Although I'm not fond of the term, "reverse electroplated", what method is he using? Sulfuric stripping cell? Or, what?

I would think it would be a lot easier to deal with the sludge or powder and not melt it into bars.


----------



## golddigger2 (Jun 6, 2010)

I am not sure exactly what his process is as he is understandably very secretive about his process. I do know that it is almost completely chemical free. I do know that it is some sort of electroplating system. The metal comes out of the process in granular form and is melted into bars. As we have only been collaborating together for a couple of months he has not given me the details of the process, as he gets to know me a bit more the flow of information should open up a bit. The main aim is to reclaim the gold and copper initially and then as our experience increases try to reclaim the silver and other metals. My experience is mainly with A/P and A/R but I agreed to do some experiments for him to see if I was able to use a chemical process to seperate and eventually purify the pm's.


----------



## Harold_V (Jun 6, 2010)

Given the information that has come forward, it is my opinion that GSP is on the right track. Melting this material is likely a big mistake. There are pretreatments that could eliminate traces of tin, resulting in a very straight forward processing. I can envision a process whereby there would be no melting until the final product has been produced. 
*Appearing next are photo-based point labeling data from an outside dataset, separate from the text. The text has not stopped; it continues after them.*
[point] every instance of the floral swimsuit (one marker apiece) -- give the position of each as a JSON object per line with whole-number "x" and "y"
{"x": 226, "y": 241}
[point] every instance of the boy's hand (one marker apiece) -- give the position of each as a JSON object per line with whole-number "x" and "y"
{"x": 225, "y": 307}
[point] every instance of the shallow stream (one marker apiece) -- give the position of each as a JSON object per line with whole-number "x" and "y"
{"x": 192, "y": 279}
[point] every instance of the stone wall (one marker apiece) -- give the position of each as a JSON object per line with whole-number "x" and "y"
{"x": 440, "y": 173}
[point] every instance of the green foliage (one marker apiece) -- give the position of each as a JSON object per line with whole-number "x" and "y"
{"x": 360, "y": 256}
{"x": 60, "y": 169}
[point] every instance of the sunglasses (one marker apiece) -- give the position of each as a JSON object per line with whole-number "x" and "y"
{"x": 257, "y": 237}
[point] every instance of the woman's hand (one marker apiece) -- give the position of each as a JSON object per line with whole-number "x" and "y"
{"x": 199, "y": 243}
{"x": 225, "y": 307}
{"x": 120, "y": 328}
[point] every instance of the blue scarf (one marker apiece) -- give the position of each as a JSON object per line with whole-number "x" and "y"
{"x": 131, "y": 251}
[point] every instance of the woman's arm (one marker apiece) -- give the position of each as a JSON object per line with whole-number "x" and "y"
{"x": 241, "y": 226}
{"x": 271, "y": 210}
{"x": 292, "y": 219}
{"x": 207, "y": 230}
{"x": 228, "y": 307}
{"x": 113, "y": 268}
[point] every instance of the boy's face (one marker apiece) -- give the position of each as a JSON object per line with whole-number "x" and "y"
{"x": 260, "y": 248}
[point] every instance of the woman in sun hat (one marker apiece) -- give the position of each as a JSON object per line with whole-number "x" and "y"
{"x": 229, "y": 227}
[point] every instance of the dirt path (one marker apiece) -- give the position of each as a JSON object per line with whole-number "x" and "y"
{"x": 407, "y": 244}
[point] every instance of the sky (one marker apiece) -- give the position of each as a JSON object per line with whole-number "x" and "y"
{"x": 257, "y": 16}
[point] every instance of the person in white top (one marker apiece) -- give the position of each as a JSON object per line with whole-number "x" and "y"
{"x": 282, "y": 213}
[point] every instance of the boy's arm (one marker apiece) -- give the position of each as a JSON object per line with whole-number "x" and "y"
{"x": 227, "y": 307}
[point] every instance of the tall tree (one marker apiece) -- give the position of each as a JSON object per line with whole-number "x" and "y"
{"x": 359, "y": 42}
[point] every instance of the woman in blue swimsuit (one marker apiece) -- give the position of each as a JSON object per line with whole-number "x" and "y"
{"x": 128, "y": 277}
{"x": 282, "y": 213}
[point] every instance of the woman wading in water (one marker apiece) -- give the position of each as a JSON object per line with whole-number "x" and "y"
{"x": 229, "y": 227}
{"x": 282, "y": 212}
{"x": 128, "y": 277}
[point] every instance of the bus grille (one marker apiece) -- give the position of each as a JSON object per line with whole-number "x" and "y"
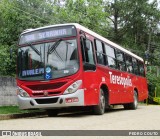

If your "friend" is reluctant to share any information, let him tough it out alone. I think I can speak for most readers when I say that we are happy to try to help, but none of us are interested in playing games, especially the guessing game. 

Harold


----------



## golddigger2 (Jun 6, 2010)

Thanks Harold I agree totally. I am sure the information will be forthcoming once he knows me a bit better. He has had a bit of trouble with partnerships in the past and is being a bit overcautious.


----------



## golddigger2 (Jun 21, 2010)

Just a quick update on how this is going. I was originally trying this in the shor simplicity system which did a pretty good job of deconstructing the bar in to sand like granules. I then evaporated all the liquid off, dried the mixture and incinerated. I have it soaking in nitric as we speak. The next step following Harold's instructions will be to incinerate again and boil in HCL. I will keep you posted.


----------



## goldenchild (Jun 21, 2010)

golddigger2 said:


> I am not sure exactly what his process is as he is understandably very secretive about his process. I do know that it is almost completely chemical free. I do know that it is some sort of electroplating system. The metal comes out of the process in granular form and is melted into bars. As we have only been collaborating together for a couple of months he has not given me the details of the process, as he gets to know me a bit more the flow of information should open up a bit. The main aim is to reclaim the gold and copper initially and then as our experience increases try to reclaim the silver and other metals. My experience is mainly with A/P and A/R but I agreed to do some experiments for him to see if I was able to use a chemical process to seperate and eventually purify the pm's.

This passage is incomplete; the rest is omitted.